Derrek is a long-time Nokia and LG fanboy who loves astronomy, videography, and sci-fi movies. When he's not working, he's most likely working out or smoldering at the camera.

  • Samsung is Samsung's own worst enemy.. With its plethora of device releases is finally catching up to it!
    It seems at times that samsung just releases devices for the heck of it with marginal improvements in my opinion. Too many device models and shorter release cycles..
  • The releases of new models every year with little change in most years, is common with many including Apple. Too many models is a bigger concern; especially, since the market appears to be changing. The majority of the people do not need a super fast 800 series qualcomm and a 700 series can do the job, Pixel 5 is a good example as well as some of Samdung's A-series and most motos (another firm that launces a lot of phone). Apple does keep it small, but their yearly updates are usually just small. However, I sure would not rule out Samsung. As much as I don't like their phones, they do make good products and will continue to do so.
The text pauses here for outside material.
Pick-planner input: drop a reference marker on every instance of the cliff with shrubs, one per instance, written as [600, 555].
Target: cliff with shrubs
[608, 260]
  • I'm a Samsung fan, but some of this is their own doing! copying Apple in removing chargers, removing features ie SD card slots etc, throwing everything at the S range and Foldables and leaving Note fans annoyed by not releasing a new version this year and on/off rumours of if there ever will be another one.
  • These aren't the reasons. It's Covid-19. It says so much in the article: "The review is apparently the result of the company's declining sales amid the global chip shortage." The Note line was always an expensive niche, never been a big seller for Samsung at all.
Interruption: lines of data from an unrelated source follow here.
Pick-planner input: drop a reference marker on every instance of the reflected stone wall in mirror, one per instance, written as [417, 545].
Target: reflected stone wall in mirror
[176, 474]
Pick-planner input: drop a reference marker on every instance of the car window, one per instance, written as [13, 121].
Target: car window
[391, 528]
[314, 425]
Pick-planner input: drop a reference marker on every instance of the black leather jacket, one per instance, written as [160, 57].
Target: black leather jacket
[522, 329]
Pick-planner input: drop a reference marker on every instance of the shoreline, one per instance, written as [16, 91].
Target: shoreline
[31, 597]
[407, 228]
  • I said some of their own doing not solely related to these reasons, if it's solely due to Covid and chip shortage what's to investigate? if that's the reasons.
  • "Xiaomi has reportedly surpassed Samsung as the world's largest smartphone OEM." Shows you how powerful markets outside of Western markets are. Xiami has no presence in Western countries but it doesn't matter.
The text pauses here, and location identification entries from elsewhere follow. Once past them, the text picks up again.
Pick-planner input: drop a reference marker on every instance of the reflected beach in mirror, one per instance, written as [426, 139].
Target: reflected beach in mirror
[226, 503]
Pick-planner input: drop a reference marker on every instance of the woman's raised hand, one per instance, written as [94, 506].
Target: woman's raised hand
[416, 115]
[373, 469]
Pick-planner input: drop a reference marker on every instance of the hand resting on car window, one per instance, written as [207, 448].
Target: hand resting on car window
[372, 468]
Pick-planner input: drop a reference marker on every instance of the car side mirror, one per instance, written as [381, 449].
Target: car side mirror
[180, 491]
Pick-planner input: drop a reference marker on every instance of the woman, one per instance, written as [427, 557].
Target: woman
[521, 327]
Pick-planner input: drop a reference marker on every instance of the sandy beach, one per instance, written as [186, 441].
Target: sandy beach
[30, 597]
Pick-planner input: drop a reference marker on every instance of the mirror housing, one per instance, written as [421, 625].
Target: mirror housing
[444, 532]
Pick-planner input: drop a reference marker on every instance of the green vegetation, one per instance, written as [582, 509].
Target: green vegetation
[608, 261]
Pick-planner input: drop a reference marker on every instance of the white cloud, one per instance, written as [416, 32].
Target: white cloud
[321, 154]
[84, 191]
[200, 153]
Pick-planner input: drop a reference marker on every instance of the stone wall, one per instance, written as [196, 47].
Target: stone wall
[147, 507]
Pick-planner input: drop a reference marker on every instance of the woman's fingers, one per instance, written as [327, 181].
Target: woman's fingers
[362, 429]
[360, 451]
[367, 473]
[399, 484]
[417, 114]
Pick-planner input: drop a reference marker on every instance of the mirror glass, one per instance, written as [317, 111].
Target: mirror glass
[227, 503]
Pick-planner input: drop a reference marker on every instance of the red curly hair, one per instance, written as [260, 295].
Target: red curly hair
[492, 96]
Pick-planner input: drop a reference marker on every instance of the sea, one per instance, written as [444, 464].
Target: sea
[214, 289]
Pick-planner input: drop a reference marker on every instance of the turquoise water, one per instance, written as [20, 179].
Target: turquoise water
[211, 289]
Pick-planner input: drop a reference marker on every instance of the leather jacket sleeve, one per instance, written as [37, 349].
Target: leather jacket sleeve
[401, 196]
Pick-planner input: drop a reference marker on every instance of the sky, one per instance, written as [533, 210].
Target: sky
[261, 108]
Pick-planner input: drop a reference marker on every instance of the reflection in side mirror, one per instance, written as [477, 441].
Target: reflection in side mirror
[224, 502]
  • That's actually not correct. Xiaomi has no presence in North America, bit they do in Europe.
  • They're also prevalent down here in South America.
  • Dear Samsung, by getting rid of features in your phones, your phones no longer stand out as different than Apple or Moto. Take the MST in your phones. By getting rid of MST, Samsung Pay no longer has an advantage over Apple Pay/Google Pay (and yes, I'm aware that MST will continue to exist in their watches, but not everyone has or can use one). Where's my incentive to buy a new Sammy when my S10 dies? You got rid of expandable storage, 3.5mm headphone jacks, heart rate/SpO2 sensors, MST... Seriously, why should I buy another Samsung phone when what made you unique is gone.
  • And yet, Apple and Moto didn't surpass them, Xiaomi did. No one cares about MST. If they did, it would still exist. And how often do you actually use that heart rate sensor? It's pointless.
  • I use the heart rate/SpO2 sensor all the time. In fact, it uses the same technology as the "finger clamp" ones used at the doctor's office (there was a scientific study comparing the sensors, and they were spot-on). And MST still exists in their watches. It's a great technology, and even in Los Angeles not every credit card terminal uses NFC.
  • Your last paragraph is right on, although I can do without the 3.5 jack.
  • Your exactly right. I couldn't wait to get my 10+. I love the SD storage & the awesome display with amazing camera. I would always show vendors how their payment systems DID take Samsung Pay. Now there's nothing to make me want a new Samsung. Foldables are the latest fad. Nothing more.
  • It's really simple, stop removing features users like from flagships and charging too much for too little from the midrange down.